Reputation: 21
Basically, I had just use some coding to convert all the password to hash and have save these hash into a textfile.
The next thing that I wanted to do is to read the textfile and saved it into the application. I have already do some research on how to read a textfile and add it into my code, but my main concern is where do I save it into so that it will be stored into the application?
Upvotes: 2
Views: 126
Reputation: 2528
The problem that you are facing is simply this; Each time that you 'release' a version of your program the settings stored in My.Settings are tied to the version number of that release.

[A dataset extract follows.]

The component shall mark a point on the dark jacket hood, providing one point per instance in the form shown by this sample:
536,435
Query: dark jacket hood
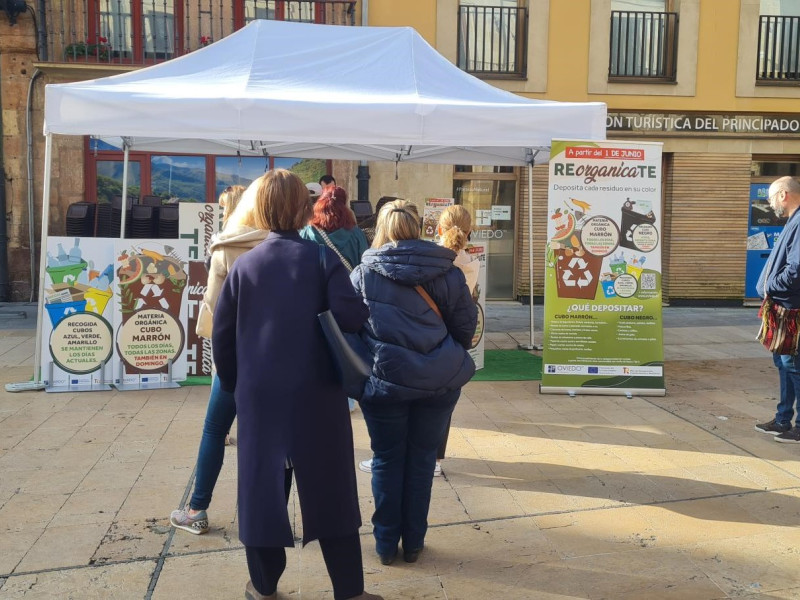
409,262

Typically they'll be stored in the AppData|Local|[Your CompanName]|[Your Application Name]|[Application Version Number].
Every time you release a new version a new settings folder gets created and it will typically use the default settings that you placed in My.Settings, so everything that your end user set in the last version gets lost on upgrade.

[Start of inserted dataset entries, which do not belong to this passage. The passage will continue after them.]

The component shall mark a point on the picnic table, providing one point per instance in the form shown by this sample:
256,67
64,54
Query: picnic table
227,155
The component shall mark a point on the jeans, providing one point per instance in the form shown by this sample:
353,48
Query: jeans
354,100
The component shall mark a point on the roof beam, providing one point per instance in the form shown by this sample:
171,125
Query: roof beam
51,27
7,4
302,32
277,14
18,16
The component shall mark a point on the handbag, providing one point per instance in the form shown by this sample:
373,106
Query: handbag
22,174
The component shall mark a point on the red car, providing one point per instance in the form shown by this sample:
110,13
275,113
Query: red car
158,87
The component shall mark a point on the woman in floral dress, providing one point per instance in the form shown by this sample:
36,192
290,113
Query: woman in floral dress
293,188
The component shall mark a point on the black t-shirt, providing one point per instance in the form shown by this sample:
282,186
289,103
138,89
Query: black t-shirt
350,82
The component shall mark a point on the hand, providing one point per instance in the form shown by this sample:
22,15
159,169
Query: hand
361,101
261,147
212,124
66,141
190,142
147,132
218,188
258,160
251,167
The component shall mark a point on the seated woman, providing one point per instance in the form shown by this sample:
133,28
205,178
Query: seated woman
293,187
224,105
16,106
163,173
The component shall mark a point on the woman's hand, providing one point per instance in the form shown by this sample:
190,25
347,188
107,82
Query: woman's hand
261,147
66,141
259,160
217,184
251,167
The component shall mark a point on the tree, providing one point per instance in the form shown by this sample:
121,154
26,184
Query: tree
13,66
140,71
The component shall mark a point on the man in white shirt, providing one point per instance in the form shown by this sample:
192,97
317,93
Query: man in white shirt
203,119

Now on the face of it you'd think that that would render My.Settings pretty useless, and indeed if you don't allow for that it does, but fortunately there is a little trick you can employ that gets around this. My.Settings has a special little method to help you with this called Upgrade
So how do you use this little trick?
NB: I've had to add the code snippet as a picture because for some reason the code formatter that SO uses doesn't like the # symbol.
So essentially what you are doing here is only calling this routine when your application is running in release mode. If it's a brand new version of your application it see's (from the fact that your special setting 'SettingsUpdateRequired' that an upgrade is required. The old settings that your end user had in the last version are then transferred over to the new version and the 'SettingsUpdateRequired' value is then set to false and saved. My.Settings.Upgrade won't run again until you release a new version and your end user has their own personalised settings retained.